Als Lichtstreif am Horizont erwies sich der Umstand, dass die Elektronik zwar marode war, Tieftöner und Treiber jedoch noch anstandslos ihren Dienst verrichteten und auch die Gehäuse die Dekade im Dach ohne nennenswerte Blessuren überstanden hatten. Der Gedanke, neue Elektronikmodule – welcher Art auch immer – in die gelben Gehäuse einzubauen, wurde verworfen, um nicht in zehn Jahren erneut vor einem ähnlich gelagerten Problem zu stehen. „In einem Stadion machen Aktivlautsprecher meist nur Ärger“, bringt Anselm Goertz seine Auffassung auf den Punkt. Goertz war von den Verantwortlichen kontaktiert worden, um mögliche Lösungsansätze für die missliche, den Stadionbetrieb zunehmend gefährdende Situation zu finden.
Das IFAA – Institut für Akustik und Audiotechnik übernahm schließlich unter Leitung von Anselm Goertz die Planung für eine Revitalisierung der Beschallungsanlage in enger Abstimmung mit den Verantwortlichen der Aachener Stadion Beteiligungsgesellschaft mbH. Mit der Ausführung wurde im März 2021 begonnen, und die Abnahme erfolgte im August des gleichen Jahres, so dass die runderneuerte Anlage zu Saisonbeginn spielbereit war.
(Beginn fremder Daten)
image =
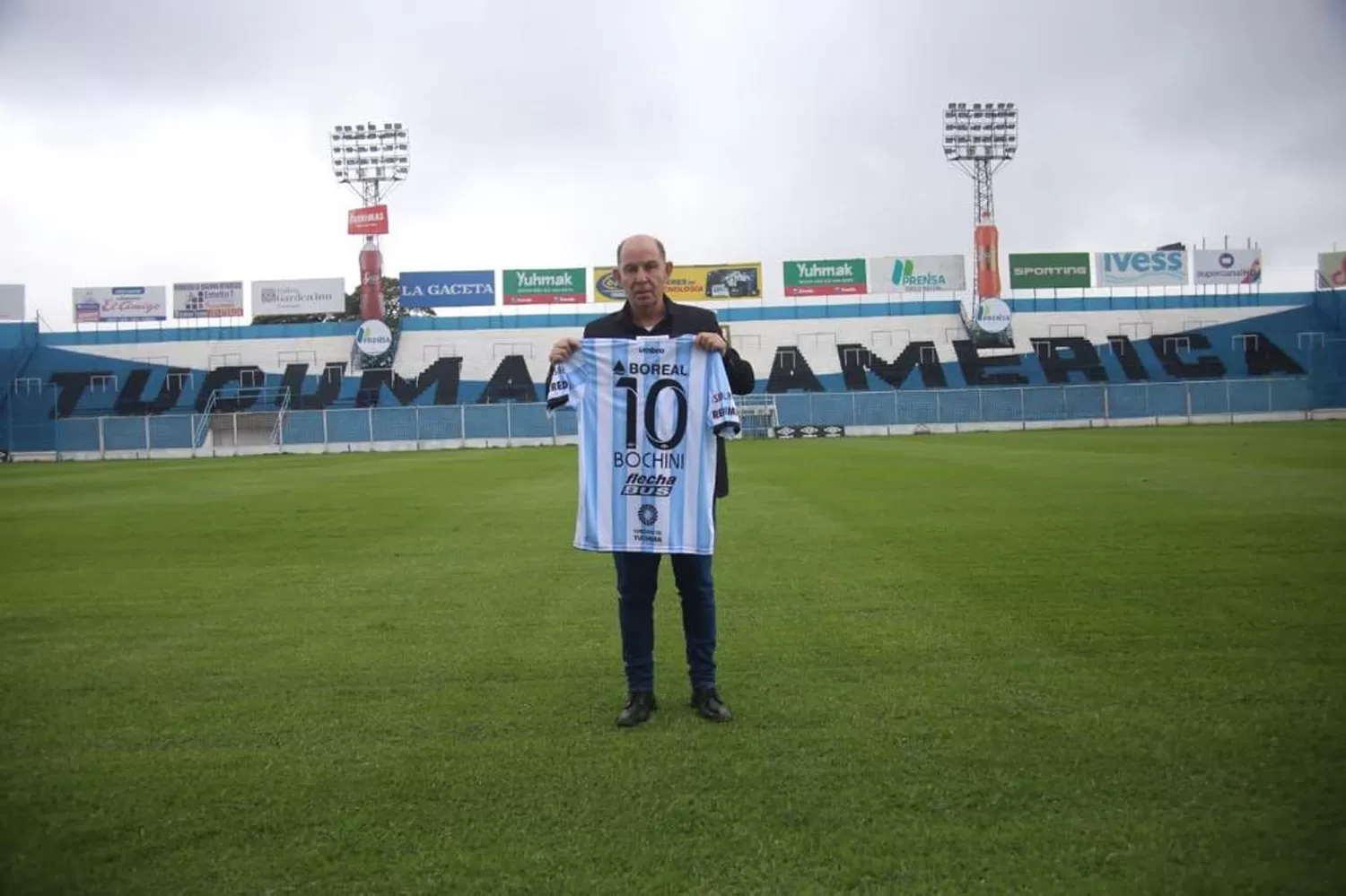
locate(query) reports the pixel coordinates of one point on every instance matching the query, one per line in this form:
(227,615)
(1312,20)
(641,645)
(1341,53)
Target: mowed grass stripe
(1049,662)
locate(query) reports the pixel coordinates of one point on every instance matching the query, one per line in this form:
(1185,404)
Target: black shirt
(681,320)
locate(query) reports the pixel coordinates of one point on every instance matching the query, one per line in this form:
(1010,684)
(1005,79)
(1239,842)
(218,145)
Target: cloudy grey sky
(161,140)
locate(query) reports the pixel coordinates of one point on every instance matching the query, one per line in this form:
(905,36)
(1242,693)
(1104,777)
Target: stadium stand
(861,368)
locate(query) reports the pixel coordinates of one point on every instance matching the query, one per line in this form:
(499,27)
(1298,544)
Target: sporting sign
(1229,266)
(691,283)
(917,274)
(449,288)
(826,277)
(193,300)
(371,221)
(109,304)
(1049,271)
(326,296)
(1163,268)
(11,301)
(544,287)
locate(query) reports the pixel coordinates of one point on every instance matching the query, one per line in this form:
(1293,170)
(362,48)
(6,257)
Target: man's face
(642,274)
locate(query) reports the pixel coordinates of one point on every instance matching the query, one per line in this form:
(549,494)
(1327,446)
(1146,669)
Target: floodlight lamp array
(980,131)
(366,152)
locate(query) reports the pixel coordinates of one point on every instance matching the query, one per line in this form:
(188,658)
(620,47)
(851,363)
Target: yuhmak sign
(826,277)
(544,287)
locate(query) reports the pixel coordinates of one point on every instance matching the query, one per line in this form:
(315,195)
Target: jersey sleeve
(721,409)
(567,381)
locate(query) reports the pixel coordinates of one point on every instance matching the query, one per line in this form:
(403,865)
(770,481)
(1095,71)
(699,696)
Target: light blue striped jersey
(649,413)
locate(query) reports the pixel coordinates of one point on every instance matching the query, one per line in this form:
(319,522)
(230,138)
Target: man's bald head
(641,239)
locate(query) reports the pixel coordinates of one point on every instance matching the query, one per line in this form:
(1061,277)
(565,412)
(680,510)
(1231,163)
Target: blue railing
(433,427)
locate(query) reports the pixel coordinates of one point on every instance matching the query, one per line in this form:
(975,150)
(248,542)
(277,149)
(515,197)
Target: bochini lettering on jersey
(649,414)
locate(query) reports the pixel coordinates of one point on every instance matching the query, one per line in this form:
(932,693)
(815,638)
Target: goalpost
(758,416)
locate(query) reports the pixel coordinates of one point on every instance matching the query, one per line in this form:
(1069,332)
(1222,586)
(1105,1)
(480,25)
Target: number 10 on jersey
(651,413)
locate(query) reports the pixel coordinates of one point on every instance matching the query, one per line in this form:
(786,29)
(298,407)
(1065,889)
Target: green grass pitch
(1053,662)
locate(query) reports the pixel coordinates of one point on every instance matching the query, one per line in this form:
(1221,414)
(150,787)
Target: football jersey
(649,413)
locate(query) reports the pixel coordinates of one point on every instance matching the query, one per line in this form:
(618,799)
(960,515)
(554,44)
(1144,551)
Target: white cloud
(158,140)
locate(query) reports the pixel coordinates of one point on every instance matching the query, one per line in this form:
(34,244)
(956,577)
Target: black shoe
(708,704)
(638,708)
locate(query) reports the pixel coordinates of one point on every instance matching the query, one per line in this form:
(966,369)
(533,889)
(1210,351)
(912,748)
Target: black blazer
(681,320)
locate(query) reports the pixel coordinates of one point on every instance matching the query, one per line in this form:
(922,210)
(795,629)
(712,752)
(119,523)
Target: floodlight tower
(371,161)
(980,140)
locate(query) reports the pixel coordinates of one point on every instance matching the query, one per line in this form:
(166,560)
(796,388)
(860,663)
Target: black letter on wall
(131,401)
(73,387)
(443,374)
(1205,366)
(1082,358)
(509,382)
(791,370)
(328,387)
(1131,363)
(1264,357)
(856,360)
(975,366)
(221,377)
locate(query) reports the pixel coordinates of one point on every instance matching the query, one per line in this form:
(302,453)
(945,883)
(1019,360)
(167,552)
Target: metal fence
(37,431)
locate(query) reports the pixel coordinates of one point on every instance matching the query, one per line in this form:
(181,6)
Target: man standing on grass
(642,268)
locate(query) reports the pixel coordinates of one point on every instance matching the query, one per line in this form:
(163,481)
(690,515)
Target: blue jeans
(637,580)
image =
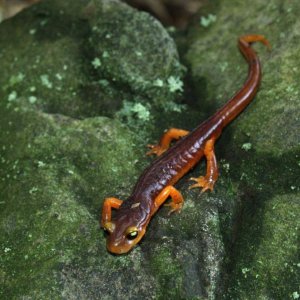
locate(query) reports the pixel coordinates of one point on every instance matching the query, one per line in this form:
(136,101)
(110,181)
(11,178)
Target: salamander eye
(132,233)
(109,227)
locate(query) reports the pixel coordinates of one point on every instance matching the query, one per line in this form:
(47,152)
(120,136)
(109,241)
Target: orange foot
(203,182)
(175,207)
(156,149)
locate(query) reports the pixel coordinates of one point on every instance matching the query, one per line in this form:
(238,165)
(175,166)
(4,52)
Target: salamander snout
(121,240)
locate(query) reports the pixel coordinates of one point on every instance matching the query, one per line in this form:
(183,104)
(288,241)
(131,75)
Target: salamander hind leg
(207,182)
(177,199)
(165,141)
(108,204)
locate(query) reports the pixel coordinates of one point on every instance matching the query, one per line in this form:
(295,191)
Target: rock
(83,88)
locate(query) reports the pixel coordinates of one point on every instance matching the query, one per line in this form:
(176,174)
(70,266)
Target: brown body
(156,183)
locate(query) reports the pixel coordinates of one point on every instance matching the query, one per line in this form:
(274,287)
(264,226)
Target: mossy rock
(84,88)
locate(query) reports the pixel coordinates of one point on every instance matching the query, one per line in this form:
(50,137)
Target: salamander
(128,225)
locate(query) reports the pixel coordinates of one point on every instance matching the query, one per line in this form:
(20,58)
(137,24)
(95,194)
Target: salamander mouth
(118,249)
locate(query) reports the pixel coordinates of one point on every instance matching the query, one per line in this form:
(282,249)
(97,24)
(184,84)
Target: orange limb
(108,204)
(208,181)
(166,139)
(251,38)
(177,199)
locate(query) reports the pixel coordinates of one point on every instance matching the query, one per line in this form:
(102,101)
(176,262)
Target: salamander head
(124,233)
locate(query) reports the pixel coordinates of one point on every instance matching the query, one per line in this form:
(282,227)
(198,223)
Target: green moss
(266,266)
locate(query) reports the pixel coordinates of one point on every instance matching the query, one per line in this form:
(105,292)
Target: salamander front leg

Die Entscheidung, die „unendliche Reparaturgeschichte“ (Zitat Goertz) zu beenden, fiel bereits im Jahr 2019, als unübersehbar wurde, dass auch die über das Stadiondach verlegten CobraNet-Netzwerkkabel verrotteten: „Bei der ursprünglichen Installation wurden Innenraumkabel verlegt, die den Unbilden des Wetters sowie dem UV-Licht nach zehn Jahren nichts mehr entgegenzusetzen hatten“, berichtet Stefan Reitz. „Die Außenisolierung der Netzwerkkabel zerbröselte, sobald man sie anfasste.“ Jan Knörnschild ergänzt: „Es stand außerhalb jeder Diskussion, dass nun wirklich etwas passieren musste – die Frage lautete, wie die Aufgabe am besten zu lösen wäre.“
Line-Arrays oder Speaker-Cluster aufzuhängen, ist im Tivoli keine Option: „Die Beschaffenheit des Dachs macht es unmöglich, mehr als die bereits vorhandenen Lasten einzubringen“, erklärt Jan Knörnschild. Auch finanzielle Erwägungen fanden Eingang in die Audio-Gedankenspiele: „Hätten wir neue Lautsprecher angeschafft, wären wir bei Kosten von mehr als einer Million angelangt, was den verfügbaren Budgetrahmen gesprengt hätte“, sagt Jan Knörnschild. Für die Revitalisierung der Audioanlage wurden letztlich mit allem Drum und Dran rund 370.000 Euro ausgegeben, also deutlich weniger als die Hälfte der bei einer Neuanschaffung zu entrichtenden Summe.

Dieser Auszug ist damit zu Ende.